さくらびと。 恋 番外編(3)




蕾は1階の外来が終わった時間帯に、ひとり外来の診察場に資料をとりに来ていた。













「ふーん、髪切ったんだ。いいね、それ」











 そんな蕾の姿を、偶然、診察室のドアの前で目にした有澤先生が、不意に声をかけた。









その声には、いつもの冷たさではなく、かすかな驚きと、そしていつもの優しい眼差しが混じっていた。








蕾は、思わず心臓が跳ね上がってすぐさま振り返る。












 「先生っ…」








 久しぶりの、そして少しだけ嬉しい、有澤先生からの言葉。









安堵した蕾は、感情を押さえられず、思わず有澤先生の袖の白衣をぎゅっと掴んでしまった。








 「先生、誰かに見られたら...!」
















 慌てて小声で話しかけ、手を離そうとする蕾に、有澤先生は優しく微笑みかけた。









「あっ、ごめんなさいっ。腕、掴んじゃって……」










有澤先生もすぐさま周りを見ながら「…大丈夫。皆出払ってる。」と小声で返した。











誰もいないことを確認すると、彼は蕾の顔を暫くじっと見つめて覗き込み、甘く囁いた。










 「可愛い」










 その一言に、蕾の顔は真っ赤になった。









有澤先生にそんなことを言われるなんて、夢にも思っていなかった。










このまま時間さえ止まってしまえばいいのに。
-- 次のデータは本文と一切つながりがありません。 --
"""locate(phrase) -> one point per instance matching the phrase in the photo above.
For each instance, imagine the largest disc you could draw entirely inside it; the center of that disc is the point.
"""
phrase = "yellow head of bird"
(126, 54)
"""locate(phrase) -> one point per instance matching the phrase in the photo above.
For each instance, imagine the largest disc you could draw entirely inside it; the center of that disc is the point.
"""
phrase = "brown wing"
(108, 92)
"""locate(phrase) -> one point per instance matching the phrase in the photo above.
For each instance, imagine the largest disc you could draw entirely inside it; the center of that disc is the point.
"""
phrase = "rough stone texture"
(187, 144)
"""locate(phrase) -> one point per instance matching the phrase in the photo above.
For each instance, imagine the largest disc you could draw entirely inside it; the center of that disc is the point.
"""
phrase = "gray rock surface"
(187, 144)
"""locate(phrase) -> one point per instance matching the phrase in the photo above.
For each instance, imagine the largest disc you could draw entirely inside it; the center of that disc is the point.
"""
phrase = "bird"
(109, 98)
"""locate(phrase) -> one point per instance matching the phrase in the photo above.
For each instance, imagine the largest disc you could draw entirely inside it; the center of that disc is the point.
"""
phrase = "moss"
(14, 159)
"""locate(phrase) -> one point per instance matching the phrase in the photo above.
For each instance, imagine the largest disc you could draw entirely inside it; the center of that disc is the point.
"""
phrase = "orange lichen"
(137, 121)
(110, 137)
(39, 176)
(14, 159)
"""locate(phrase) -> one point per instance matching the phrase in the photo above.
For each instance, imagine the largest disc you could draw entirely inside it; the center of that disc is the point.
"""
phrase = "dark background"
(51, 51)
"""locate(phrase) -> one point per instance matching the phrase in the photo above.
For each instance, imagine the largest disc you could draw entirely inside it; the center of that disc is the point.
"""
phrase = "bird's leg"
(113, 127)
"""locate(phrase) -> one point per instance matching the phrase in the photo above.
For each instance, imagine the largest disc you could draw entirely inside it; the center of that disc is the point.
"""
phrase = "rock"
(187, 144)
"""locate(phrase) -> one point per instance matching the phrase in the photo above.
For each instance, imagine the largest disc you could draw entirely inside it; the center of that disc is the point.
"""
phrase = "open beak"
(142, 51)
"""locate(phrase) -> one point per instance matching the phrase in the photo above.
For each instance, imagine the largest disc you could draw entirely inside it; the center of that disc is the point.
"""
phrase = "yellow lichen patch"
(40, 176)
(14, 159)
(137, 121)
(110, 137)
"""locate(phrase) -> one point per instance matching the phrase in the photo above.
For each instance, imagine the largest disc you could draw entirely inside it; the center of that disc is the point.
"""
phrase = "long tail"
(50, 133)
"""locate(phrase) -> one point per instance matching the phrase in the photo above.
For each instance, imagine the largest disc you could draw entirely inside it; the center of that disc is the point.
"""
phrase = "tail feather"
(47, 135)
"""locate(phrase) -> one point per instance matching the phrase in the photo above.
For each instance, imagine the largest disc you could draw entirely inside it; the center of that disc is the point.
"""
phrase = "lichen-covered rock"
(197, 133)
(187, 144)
振り出した雨が窓を叩く音も、もはや彼女には心地よく響いた。









 「さ、早くナースステーションに戻ったほうがいい」






「はい...」





 有澤はそう言って、蕾の背中を軽く押した。







その仕草には、以前のような親密さを求めるような、かすかな熱が帯びていた。











足早に去っていった蕾を、有澤先生は愛おしそうに見つめていた。









蕾は、自分だけに見せる有澤先生の仕草に戸惑いながらも、自分に惹かれているような素振りを見せる言動に、心をときめかせていた。












最近まで辛かったことが嘘のように、
久しぶりの先生との相瀬にほっと胸を撫で下ろした。











有澤先生は、亡くなった奥様をまだ想っているのだろうか。それとも、自分という存在を、意識し始めているのだろうか。









今の蕾にとってはそれを考える余地のない幸せな一時であつた。